Security in depth. It's reasonable to require 2FA for new devices.
They're not requiring 2FA for new devices:

1. I'm logging in from the same device every time. They're just freaking out because I'm in an incognito browser window.

2. They're not asking for more than one factor. The one-time code is sent to my email address. Control of the email address is already sufficient to take over the account, regardless of whether I know the account password.

If you're not able to identify new devices, is it still reasonable to prevent logins from those unidentifiable "new devices"?

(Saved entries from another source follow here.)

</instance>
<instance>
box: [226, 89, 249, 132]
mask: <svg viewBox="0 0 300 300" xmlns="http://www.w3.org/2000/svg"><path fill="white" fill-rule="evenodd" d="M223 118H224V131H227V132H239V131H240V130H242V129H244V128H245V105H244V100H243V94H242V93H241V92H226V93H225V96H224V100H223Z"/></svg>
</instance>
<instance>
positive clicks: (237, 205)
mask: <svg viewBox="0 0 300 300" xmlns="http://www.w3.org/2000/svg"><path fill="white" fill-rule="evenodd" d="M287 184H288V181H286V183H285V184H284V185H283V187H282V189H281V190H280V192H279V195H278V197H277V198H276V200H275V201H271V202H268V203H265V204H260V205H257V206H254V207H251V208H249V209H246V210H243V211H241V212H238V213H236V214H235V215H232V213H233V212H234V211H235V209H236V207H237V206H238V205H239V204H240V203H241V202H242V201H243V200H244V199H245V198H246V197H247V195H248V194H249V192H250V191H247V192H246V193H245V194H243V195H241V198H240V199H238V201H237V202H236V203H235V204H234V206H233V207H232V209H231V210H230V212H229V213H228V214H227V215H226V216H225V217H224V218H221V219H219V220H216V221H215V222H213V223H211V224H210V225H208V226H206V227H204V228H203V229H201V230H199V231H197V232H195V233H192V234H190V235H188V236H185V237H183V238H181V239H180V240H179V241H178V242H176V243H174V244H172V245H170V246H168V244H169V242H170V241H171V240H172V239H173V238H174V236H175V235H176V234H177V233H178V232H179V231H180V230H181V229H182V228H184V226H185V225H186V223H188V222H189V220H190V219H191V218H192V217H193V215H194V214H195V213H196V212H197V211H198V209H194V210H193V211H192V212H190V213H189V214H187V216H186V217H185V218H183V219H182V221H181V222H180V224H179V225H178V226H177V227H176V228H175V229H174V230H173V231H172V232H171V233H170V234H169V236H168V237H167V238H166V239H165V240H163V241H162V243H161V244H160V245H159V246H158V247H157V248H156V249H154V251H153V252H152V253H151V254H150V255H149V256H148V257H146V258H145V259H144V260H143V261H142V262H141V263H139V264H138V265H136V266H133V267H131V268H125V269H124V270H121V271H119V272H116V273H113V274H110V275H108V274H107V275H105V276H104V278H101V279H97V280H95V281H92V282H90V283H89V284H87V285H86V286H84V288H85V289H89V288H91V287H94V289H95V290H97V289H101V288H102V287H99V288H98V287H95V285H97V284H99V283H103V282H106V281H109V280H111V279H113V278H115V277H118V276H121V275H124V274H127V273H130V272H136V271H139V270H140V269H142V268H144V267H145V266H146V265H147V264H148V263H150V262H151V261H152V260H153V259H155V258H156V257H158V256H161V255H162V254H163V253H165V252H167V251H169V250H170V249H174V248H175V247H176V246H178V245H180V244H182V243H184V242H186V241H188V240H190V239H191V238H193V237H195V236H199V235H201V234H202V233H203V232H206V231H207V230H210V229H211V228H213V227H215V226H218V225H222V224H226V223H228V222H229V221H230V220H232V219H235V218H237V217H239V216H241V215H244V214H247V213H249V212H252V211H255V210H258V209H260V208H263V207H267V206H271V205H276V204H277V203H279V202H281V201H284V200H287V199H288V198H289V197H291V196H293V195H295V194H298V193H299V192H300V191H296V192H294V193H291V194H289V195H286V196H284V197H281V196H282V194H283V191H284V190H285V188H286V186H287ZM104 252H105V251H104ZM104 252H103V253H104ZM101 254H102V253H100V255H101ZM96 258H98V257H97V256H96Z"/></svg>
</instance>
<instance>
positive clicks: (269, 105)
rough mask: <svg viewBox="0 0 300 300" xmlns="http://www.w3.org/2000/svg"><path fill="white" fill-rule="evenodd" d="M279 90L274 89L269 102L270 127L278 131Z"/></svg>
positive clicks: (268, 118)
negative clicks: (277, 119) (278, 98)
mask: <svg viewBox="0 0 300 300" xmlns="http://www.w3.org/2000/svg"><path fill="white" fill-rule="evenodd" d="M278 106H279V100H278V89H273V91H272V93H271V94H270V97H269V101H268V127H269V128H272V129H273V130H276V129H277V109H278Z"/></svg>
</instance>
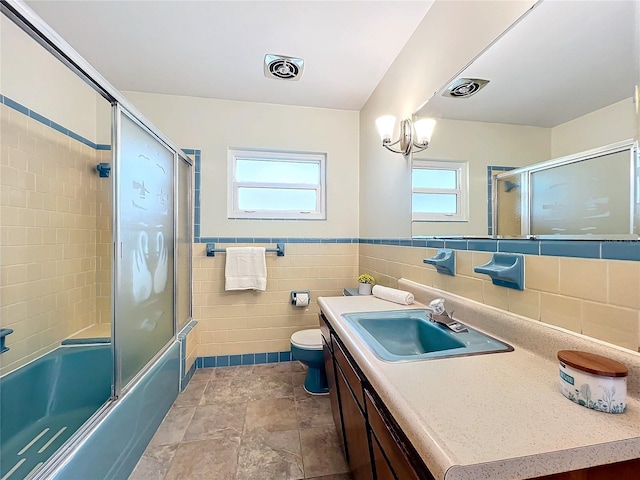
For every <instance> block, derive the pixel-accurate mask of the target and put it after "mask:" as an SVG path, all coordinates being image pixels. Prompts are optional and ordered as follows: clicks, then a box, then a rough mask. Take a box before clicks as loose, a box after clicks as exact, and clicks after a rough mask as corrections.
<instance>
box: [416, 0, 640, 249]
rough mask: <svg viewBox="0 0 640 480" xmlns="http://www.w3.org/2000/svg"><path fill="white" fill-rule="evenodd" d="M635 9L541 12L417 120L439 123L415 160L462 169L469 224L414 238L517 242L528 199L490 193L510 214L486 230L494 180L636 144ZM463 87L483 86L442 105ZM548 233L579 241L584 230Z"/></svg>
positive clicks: (421, 109)
mask: <svg viewBox="0 0 640 480" xmlns="http://www.w3.org/2000/svg"><path fill="white" fill-rule="evenodd" d="M637 8H638V2H632V1H616V2H600V1H593V2H592V1H584V2H555V1H543V2H540V3H538V4H536V6H535V7H534V8H532V9H531V10H530V11H529V12H528V13H527V14H526V15H525V16H523V17H522V18H521V19H520V20H519V21H518V22H516V24H514V26H512V28H510V29H509V30H508V31H507V32H505V33H504V34H503V35H502V36H501V37H500V38H499V39H498V40H496V41H495V42H494V43H493V44H492V45H491V46H489V47H488V48H487V49H486V50H485V51H484V52H483V53H482V54H481V55H479V56H478V57H477V58H476V59H475V60H474V61H473V62H472V63H471V64H470V65H469V66H468V67H467V68H466V69H465V70H464V71H462V72H461V73H460V74H459V75H457V76H456V77H455V78H454V79H452V81H451V82H448V83H447V85H445V86H444V87H443V88H442V89H441V90H439V91H438V92H436V93H435V95H434V96H433V97H432V98H430V99H429V100H428V101H427V102H426V103H425V104H424V105H423V106H422V107H421V108H420V110H419V111H418V112H416V116H418V117H434V118H437V119H438V127H437V129H436V131H435V133H434V134H433V139H432V142H431V144H430V146H429V149H428V150H426V151H425V152H423V153H421V154H419V155H417V156H416V158H417V159H427V160H439V161H443V160H444V161H447V160H448V161H463V162H465V161H466V162H468V165H469V220H468V221H467V222H460V223H451V222H450V223H445V222H440V223H439V222H420V221H414V222H413V224H412V234H413V235H414V236H434V235H435V236H448V235H463V236H485V235H487V234H488V233H499V234H500V235H507V236H511V235H514V236H520V235H521V234H522V229H521V225H520V223H521V222H522V221H525V220H526V219H524V218H522V215H520V218H519V216H518V215H519V213H518V212H520V211H521V209H520V206H521V205H520V204H519V203H518V202H519V201H520V199H521V198H524V197H522V195H524V192H522V191H520V192H518V189H517V188H515V187H514V188H511V189H509V188H507V189H504V188H501V189H498V192H496V195H495V197H496V198H497V201H498V202H499V203H500V202H501V201H505V202H507V204H508V208H507V209H506V210H504V211H503V210H502V208H501V209H500V210H499V211H498V212H496V215H497V216H498V218H497V220H498V223H499V224H500V225H501V226H500V227H499V229H500V231H499V232H493V229H492V228H491V225H490V224H491V220H492V216H493V215H492V212H493V210H492V208H491V193H490V192H491V190H492V189H491V187H490V184H491V174H492V173H502V172H500V171H499V170H507V169H509V168H519V167H524V166H527V165H531V164H536V163H540V162H546V161H549V160H552V159H556V158H560V157H565V156H569V155H575V154H577V153H579V152H584V151H587V150H591V149H596V148H602V147H604V146H606V145H610V144H614V143H617V142H622V141H625V140H629V139H636V138H637V132H638V125H637V123H636V112H635V106H634V102H633V95H634V89H635V85H636V84H637V83H638V78H639V76H640V75H639V74H638V62H637V59H638V50H639V49H640V47H639V46H638V42H637V40H636V39H637V29H638V25H637V24H636V18H637V17H636V9H637ZM460 78H472V79H485V80H489V83H487V84H486V85H484V87H483V88H482V89H481V90H479V91H477V93H475V94H474V95H472V96H468V97H452V96H450V95H448V94H447V87H448V86H450V85H452V84H454V83H455V82H456V81H457V80H459V79H460ZM496 170H498V171H497V172H496ZM609 174H610V172H609V171H607V172H606V175H609ZM488 175H489V178H488ZM605 178H607V180H606V181H607V182H610V180H609V178H608V177H605ZM509 181H511V182H513V183H514V184H517V183H518V180H517V179H511V180H509ZM619 181H620V179H616V180H615V182H619ZM613 182H614V181H613V180H611V183H613ZM625 182H626V184H630V183H631V178H630V177H629V170H627V171H626V178H625ZM506 190H508V191H506ZM518 193H519V195H520V196H518ZM512 215H513V218H510V217H511V216H512ZM556 223H557V222H556ZM587 227H588V226H587ZM545 228H546V227H545ZM550 228H553V229H555V230H553V232H554V234H555V235H569V233H568V232H572V233H571V235H575V230H576V228H577V229H578V230H579V229H580V228H584V226H582V227H575V226H569V225H566V226H565V225H558V224H556V225H554V226H553V227H550ZM585 233H589V232H588V231H580V233H579V234H585ZM621 233H622V232H621ZM624 233H627V234H628V233H629V231H628V224H627V225H626V230H625V232H624Z"/></svg>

I was under the impression that because of the lack of tracking in incognito, most sites regard it as a "new device". Regardless, your second point stands, makes sense. That is dumb.
FB is poison. Do not ingest.
All they need to do to convince lawmakers is to offer them the data, I bet.
The FB mobile website works perfectly fine except for messenger.
mbasic.facebook.com

It's not a great looking site, but you can read and respond to messages on there.

(comment deleted)
there's also a Firefox extension that can unblock "messenger"...
you can view m.facebook.com in desktop mode to avoid the redirect to install messenger
messenger works fine for me with firefox 20.2 on iOS 13.2.3
> Facebook said that even when location tracking is turned off, it can deduce users’ general locations from context clues like locations they tag in photos as well as their devices’ IP addresses.

Facebook can still do all this on the mobile website.

Delete your account already. No one here can act like they didn't know what FB is like.
Why does the government need to stick their fingers in this? No one needs Facebook. If you’re not happy with the product or with the company’s ethics, stop using it.
Sir, have an upvote. Spot on. Unfortunately, there are those - wired - to be dependent on it and know nothing else.

This is a very big, overlooked problem.

This argument could be made for any ~addictive~ product. Minimal requirements can shift the burden off of every single consumer.
Because you can’t opt out. Facebook creates shadow profiles for people who have never created an account. They track people’s faces in photos they appear in that were posted by friends. They link people’s personal information to their shadow profile whenever a user allows Facebook to access their address book contacts.

Facebook is a pervasive, all-consuming data monster. If lawmakers don’t rein it in, it will grow so powerful that it will challenge the sovereignty of governments. It’s not a joke.

By what mechanism does an individual suffer harm through this shadow profile?

In what way do you imagine Facebook challenging the sovereignty of a government?

They are having data about themselves collected without their consent. That is the harm.
In what way is that harmful to them?
Are you being wilfully obtuse?
Does taking photographs of a mountain harm it? Articulate your reasoning, rather and resorting to vague insinuations.
At some point in the reasoning chain you reach the bad thing that is bad because its intrinsically bad and if you try to reason more you'll just go in circles. Or you enter a philosophical debate of such depth that it's stupid to have it with internet strangers.

Drink driving is bad.

Why is that?

You might cause a crash.

Why is that bad?

People could die.

Why is that bad?

They'll be dead.

Why is that bad.

They don't get to exist any more.

Articulate your reasoning!!!!

With enough data you can segment for almost any group.

- Who is likely to vote Bernie?

- Who is gay?

- Who is gay, but not out?

- Who is cheating on their wife?

Etc etc..

If you can't see the potential for harm at both the individual level (think extortion) or political level of that kind of power I'm not sure what would convince you.

If data is collected about you without your consent, that collection is itself harm, because your rights and intent are being actively bypassed.

That's plenty harm enough all by itself.

Two words: Cambridge Analytica.
Can you explain how any individual was harmed?
If challenging the sovereignty of governments is the problem, then there's an obvious solution - just nationalize it! Then all the tracking will be done in the public interest and we can go back to sleep.
Very good. We could also open conversation of serious privacy violations finally when AJ is whistleblowed they real agenda.